Knowledge, Skills & Abilities

• Analytical skills: Strong analytical and evaluation skills, with experience using ERM, 3^rd party/vendor risk assessment and consumer complaint methodologies. Must possess strong creative and critical thinking skills.
• Strategic thinking: Ability to think critically and strategically, with a focus on long-term solutions that enhance the CU's ERM, Vendor Management and Consumer Complaint Program.
• Communication skills: Strong written and verbal communication skills with the ability to effectively communicate with regulatory agencies, senior management, and staff.
• Critical thinking skills: Ability to identify potential direct, indirect as well as 3^rd party risks; Develop and recommend effective solutions to mitigate said risks.
• Attention to detail: Ability to review and analyze 3^rd party information, contracts, and performance data to ensure compliance with regulations and best practices. Detail oriented with ability to be flexible and work with multiple departments.
• People skills: Ability to build relationships with key stakeholders and collaborate with teams across the organization. Strong interpersonal skills and ability to make autonomous decisions.
• Adaptability: Ability to adapt to changes in risk management regulations and the financial industry.
• Knowledge: Working knowledge of risk mitigation strategies, third party risk management regulations and guidance as well as consumer rules and regulations.
• Desirable Traits:
• Outstanding judgment as well as a broad understanding of the potential implications of actions and decisions.
• Act conclusively in making solid, informed judgment calls in response to both the regulatory environment and the day-to-day business issues, with appropriate advancement where needed.
• Work reciprocally with various groups with potentially disparate objectives.
• Ability to effectively balance multiple conflicting priorities with associated target dates.
• Able to work flexible working hours and in emergency situations.

Decision Making

Types of Decisions Made Independently:

• Addressing risk management matters in accordance with regulation, guidance, law, policy, and procedure.
• Executing on departmental strategic plan objectives that fall within established policy and/or procedure.

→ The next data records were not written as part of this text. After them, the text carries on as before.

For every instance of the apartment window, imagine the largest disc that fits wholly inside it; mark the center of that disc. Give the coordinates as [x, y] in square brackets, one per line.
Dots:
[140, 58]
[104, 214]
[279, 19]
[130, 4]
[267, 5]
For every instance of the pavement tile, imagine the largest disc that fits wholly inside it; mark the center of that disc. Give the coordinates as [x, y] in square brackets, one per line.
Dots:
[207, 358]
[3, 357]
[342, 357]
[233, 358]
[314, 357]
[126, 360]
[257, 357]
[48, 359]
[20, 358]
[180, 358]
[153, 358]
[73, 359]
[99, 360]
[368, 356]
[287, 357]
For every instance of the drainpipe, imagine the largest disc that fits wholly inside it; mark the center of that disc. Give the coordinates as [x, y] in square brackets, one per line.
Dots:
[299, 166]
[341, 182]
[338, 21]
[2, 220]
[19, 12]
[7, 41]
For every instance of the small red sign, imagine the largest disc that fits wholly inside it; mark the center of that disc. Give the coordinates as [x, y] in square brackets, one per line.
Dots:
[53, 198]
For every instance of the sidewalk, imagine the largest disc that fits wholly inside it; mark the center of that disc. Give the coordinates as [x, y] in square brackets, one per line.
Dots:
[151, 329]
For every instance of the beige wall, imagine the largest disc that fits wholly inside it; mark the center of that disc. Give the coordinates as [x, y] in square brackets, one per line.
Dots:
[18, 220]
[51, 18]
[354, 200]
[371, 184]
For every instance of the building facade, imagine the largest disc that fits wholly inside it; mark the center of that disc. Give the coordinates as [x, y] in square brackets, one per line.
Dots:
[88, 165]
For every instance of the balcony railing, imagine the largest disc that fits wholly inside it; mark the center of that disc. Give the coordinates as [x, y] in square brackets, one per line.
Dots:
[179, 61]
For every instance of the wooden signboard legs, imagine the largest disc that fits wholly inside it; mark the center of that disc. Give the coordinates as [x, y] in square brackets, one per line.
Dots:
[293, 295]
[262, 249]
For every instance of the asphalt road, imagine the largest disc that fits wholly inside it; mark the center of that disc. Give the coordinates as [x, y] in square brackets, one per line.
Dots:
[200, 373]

Types of Decisions Requiring Supervisory Approval:

• Situations outside A+FCU policies and procedures.
• Judgment that apply broader aspects of established practices to situations, which go beyond clear, concise guidelines.

Physical Functions

• Must have the ability/stamina to work at least 40 hours a week.
• Will frequently reach, feel, bend, stoop, carry, finely manipulate and key in data.
• Must be able to engage in problem-solving skills to help identify and solve potential issues in the field.
• Must be able to communicate through telephone, email and in-person communications.

Work Environment

Work schedule requires the ability to work flexible hours, to travel and infrequently stay out -of-town overnight. Work creates moderate stress due to deadlines and multiple responsibilities. The job volume will vary along with the pace required to meet the needs of management and staff and ultimately the membership. This role and its team may work remote and requires the ability to effectively lead, manage and produce in a remote environment.

This is a remote position. Relocation is not included.